Por enquanto tem resultado: o Avant Garde subiu de divisão na temporada passada e na atual está em primeiro lugar da Regional 1 da Normandia. Contudo, e se a app tem tido algum sucesso, em breve isso pode mudar. E mudar a sério, porque mete ao barulho a Federação Francesa de Futebol. A mais importante instituição do futebol francês teve conhecimento deste caso, dado o seu mediatismo, e achou-o reprovável. O resultado? Uma série de regras feitas exclusivamente para esta situação para adicionar aos regulamentos e a suspensão imediatada do projeto. Em causa parecem estar as transmissões em direto dos jogos e a influência de entidades externas na performance da equipa. As novas leis, que proíbem precisamente isso, entraram em vigor em dezembro, mas com a empresa responsável pela “United Managers” já a entrar em ação, com uma ação judicial.

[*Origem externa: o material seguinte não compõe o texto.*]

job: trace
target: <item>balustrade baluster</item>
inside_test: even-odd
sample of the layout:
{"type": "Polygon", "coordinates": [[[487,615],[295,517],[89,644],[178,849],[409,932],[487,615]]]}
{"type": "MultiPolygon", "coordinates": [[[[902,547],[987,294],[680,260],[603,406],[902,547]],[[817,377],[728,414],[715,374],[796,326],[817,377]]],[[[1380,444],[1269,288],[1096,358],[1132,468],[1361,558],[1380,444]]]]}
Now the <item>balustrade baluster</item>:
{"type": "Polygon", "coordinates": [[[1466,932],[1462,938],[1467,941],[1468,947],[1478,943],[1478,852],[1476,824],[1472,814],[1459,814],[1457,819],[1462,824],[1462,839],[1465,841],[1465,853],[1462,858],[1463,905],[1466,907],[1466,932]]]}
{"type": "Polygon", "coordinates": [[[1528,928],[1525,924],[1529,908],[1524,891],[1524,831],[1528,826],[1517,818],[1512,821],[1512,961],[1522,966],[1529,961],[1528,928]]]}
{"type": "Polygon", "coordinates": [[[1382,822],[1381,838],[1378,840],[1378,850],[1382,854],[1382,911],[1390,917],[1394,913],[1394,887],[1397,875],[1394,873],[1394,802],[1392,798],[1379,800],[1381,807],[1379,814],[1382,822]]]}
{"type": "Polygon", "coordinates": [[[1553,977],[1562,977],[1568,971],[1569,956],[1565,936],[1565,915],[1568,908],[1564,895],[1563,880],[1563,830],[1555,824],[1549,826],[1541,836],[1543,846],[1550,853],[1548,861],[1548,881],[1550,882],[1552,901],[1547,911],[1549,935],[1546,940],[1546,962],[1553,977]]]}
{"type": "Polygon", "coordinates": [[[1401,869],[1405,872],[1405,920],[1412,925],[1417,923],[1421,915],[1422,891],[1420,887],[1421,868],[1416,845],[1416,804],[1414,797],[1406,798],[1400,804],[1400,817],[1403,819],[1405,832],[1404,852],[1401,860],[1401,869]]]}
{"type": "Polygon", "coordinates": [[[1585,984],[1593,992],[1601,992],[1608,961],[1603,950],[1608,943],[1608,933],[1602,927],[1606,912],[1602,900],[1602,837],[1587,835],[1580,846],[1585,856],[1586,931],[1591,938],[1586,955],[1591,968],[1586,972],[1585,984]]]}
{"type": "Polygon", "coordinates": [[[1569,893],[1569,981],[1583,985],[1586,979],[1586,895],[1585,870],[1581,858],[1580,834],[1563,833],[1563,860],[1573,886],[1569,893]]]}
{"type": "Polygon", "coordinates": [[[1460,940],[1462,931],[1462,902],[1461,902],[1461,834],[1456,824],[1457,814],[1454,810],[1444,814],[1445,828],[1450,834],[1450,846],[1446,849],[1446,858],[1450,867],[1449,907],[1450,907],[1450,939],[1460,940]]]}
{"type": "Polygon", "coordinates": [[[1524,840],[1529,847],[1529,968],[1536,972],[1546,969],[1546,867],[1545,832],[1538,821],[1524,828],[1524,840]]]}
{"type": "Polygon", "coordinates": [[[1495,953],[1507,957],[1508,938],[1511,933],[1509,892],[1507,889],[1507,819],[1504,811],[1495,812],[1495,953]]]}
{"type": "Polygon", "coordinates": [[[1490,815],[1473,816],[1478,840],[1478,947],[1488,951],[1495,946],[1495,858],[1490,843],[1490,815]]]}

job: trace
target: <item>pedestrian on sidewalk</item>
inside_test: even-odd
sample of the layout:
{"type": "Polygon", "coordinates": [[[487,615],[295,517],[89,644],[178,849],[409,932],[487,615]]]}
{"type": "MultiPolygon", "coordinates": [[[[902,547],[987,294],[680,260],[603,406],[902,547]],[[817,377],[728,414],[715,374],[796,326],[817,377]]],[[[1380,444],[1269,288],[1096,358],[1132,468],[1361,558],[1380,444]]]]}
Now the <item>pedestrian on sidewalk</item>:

É assim a app United Managers, que permite ao adepto gerir a equipa do Avant Garde

O certo é que o próximo jogo do Avant Garde é dia 23 de fevereiro e tudo está a ser feito como de antes, com a preparação do  jogo por parte dos Umans. O Observador tentou contactar o Avant Garde Caennais e a Federação Francesa de Futebol, mas não obteve resposta.